Moral – in der Natur?
Es stellt sich ganz unmittelbar die Frage nach der Moral. Ist sein Hunger moralisch gut oder moralisch schlecht? Wenn er ein Tier reißt – was kann daran schlecht sein? Dagegen, was die Menschen tun … Seine Liebe findet ihre Erfüllung im Teilen von Futter. Dagegen, bei den Menschen? In dem Löwen zeigt sich die vom Menschen geprügelte, missachtete und auch verachtete Natur: Man sieht sie leiden, man sieht aber auch, wie sie sich auf lange Sicht gegen alle Trampelhaftigkeit der Menschen siegen wird. Ganz nebenbei. Teil der Handlung in diesem actionreichen Roman.

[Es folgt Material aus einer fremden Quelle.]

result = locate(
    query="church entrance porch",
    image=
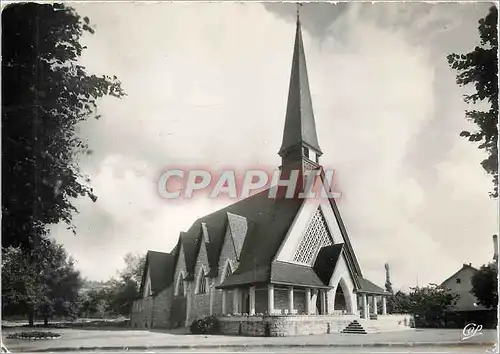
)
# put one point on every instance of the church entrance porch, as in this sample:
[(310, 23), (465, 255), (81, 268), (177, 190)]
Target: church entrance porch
[(369, 305), (276, 299)]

Eine Leseerfahrung erster Güte, erster Qualität und erster Relevanz. Vom Eisele-Verlag ganz wunderbar in einen Leinenband gepackt, von dem einen das rätselhafte Katzengesicht mit seiner ungerührten Mimik anblickt, einen fixiert, dass einem ganz anders wird.
Henry Hoke: Ganz wie ein Mensch. Roman. München: Eisele Verlag, 2024. 192 S. ISBN 978-3-96161-188-1.